Funde aus der Hallstattzeit in der Umgebung weisen auf eine frühe Besiedlung hin. 1130 wird "gnozestatt" "villa" (= Dorf) genannt. Ein Rittergeschlecht v. Gnodstadt ist schon für das 13. Jahrhundert erwähnt. 1448 kauft der Markgraf v. Brandenburg- Ansbach den Ort. 1806 wurde Gnodstadt bayerisch. Seit 1978 ist Gnodstadt ein Stadtteil von Marktbreit und zählt rd. 650 Einwohner.

Aus Gnodstadt stammt der am 5. April 1846 geborene Dichter, Schriftsteller und Publizist Michael Georg Conrad. Eine Kurzbiographie finden Sie hier

Evang. Luth. Pfarrkirche
Gnodstadt hatte einst eine Umwallung aus Gräben und Türmen (Anfang des 19. Jh. abgebaut), auch der Kirchhof war befestigt. Der Turm der Kirche ist in das 13. Jh. zu datieren, der Helm stammt von 1577. Der spätgotische Chor wurde 1492 errichtet. Auch das Langhaus ist im Kern gotisch, wurde aber im 18. Jh. verändert. Im Innern finden sich im Norden und Westen zwei- und dreigeschossige Emporen.
An der nördlichen, mittleren Emporenbrüstung wurden bei der letzter Erneuerung Gemälde mit Passionsszenen freigelegt.
 Freskenreste am Chorbogen zeigen zwei Engel mit Leidenswerkzeugen. Von der Ausstattung der hübschen Dorfkirche seien noch erwähnt: Der Altar von ca. 1680 mit einer Abendmahlsdarstellung, der Taufstein, eine Steinmetzarbeit von 1597, und eine Reihe von gut gearbeiteten Pfarrersepitaphien (1617-1708).

Rathaus
Ein Rathaus wird schon für das Jahr 1463 genannt.
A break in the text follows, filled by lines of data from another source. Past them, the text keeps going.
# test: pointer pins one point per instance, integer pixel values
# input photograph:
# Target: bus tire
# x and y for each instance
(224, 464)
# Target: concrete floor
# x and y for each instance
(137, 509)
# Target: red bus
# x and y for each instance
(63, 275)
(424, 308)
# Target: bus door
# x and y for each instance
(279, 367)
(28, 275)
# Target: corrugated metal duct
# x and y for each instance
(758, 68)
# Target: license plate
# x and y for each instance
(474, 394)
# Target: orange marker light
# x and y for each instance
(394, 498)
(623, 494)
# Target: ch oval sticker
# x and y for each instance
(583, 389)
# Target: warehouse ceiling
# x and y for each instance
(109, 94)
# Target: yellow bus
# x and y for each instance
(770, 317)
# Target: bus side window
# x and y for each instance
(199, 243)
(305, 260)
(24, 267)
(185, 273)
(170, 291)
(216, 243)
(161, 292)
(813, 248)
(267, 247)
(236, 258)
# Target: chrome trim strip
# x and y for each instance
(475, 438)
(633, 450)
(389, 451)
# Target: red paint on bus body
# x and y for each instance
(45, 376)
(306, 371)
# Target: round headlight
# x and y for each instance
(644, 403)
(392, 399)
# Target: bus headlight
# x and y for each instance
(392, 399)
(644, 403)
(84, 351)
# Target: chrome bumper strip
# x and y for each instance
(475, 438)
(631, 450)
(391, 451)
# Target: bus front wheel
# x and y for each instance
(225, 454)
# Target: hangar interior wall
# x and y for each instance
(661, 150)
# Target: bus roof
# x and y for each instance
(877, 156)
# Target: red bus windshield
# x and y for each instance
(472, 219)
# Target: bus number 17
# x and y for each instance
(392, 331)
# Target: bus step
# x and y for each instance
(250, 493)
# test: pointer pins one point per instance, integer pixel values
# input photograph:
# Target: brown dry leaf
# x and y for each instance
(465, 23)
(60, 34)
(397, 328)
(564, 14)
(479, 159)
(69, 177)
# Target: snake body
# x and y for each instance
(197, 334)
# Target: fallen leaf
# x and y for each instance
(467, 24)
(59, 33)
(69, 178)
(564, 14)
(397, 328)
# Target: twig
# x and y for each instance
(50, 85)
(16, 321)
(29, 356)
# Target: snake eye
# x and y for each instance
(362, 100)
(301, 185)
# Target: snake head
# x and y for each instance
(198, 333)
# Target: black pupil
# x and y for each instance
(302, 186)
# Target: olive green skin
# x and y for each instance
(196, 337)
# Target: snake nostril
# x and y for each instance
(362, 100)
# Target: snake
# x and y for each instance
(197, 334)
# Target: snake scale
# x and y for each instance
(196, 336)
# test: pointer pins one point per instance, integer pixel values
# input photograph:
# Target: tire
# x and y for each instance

Der heutige Bau entstammt den Jahren 1730-32. Einfaches, einstöckiges Gebäude mit großem Saal.
 

Weitere Denkmäler und Sehenswürdigkeiten


 

Nordwestlich der Ortschaft, am Flurbereinigungsweg nach Ochsenfurt steht ein mächtiger Renaissance- Bildstock von 1586. Der Bildstock wurde im Jahr 2001 umfassend restauriert und die hohe künstlerische Qualität der Martersäule wieder- hergestellt.
In der Ortsmitte befindet sich ein malerischer Dorfbrunnen mit Sinnspruch und Jahreszahl (1920).


 

Auf der Bundesstraße 13, im Zusammenstoß verschiedener Flurmarkungen, steht auf Gnodstadter Gemarkung inmitten der Fahrbahn die "Pyramide". Auf der nach Süden gewandten Seite ist, aus dem Lateinischen ins Deutsche übertragen, folgendes zu lesen:

"Denkmal zur Erinnerung an die Herstellung dieser Staatsstraße, die von dem allergnädigsten Fürsten und Herren Christian Karl Alexander, Markgrafen zu Brandenburg, nicht aus Steuern der Untertanen sondern aus eigenen Mitteln erbaut wurde im Jahre 1766 bis 1773."
Die Pyramide erinnert an den Kunststraßenbau des letzten Markgrafen, der auf seinem Territorium an Stelle der alten ausgefahrenen Heerstraße eine Chausee nach franz. Vorbild anlegen ließ.

Umfassender Text und Bilder!

In Gnodstadt laden zwei Landgasthöfe zum Verweilen ein. An der Brauerei- Gaststätte Düll befindet sich ein schöner Wirtshausausleger, der jüngeren Datums ist, aber barocke Formen aufweist.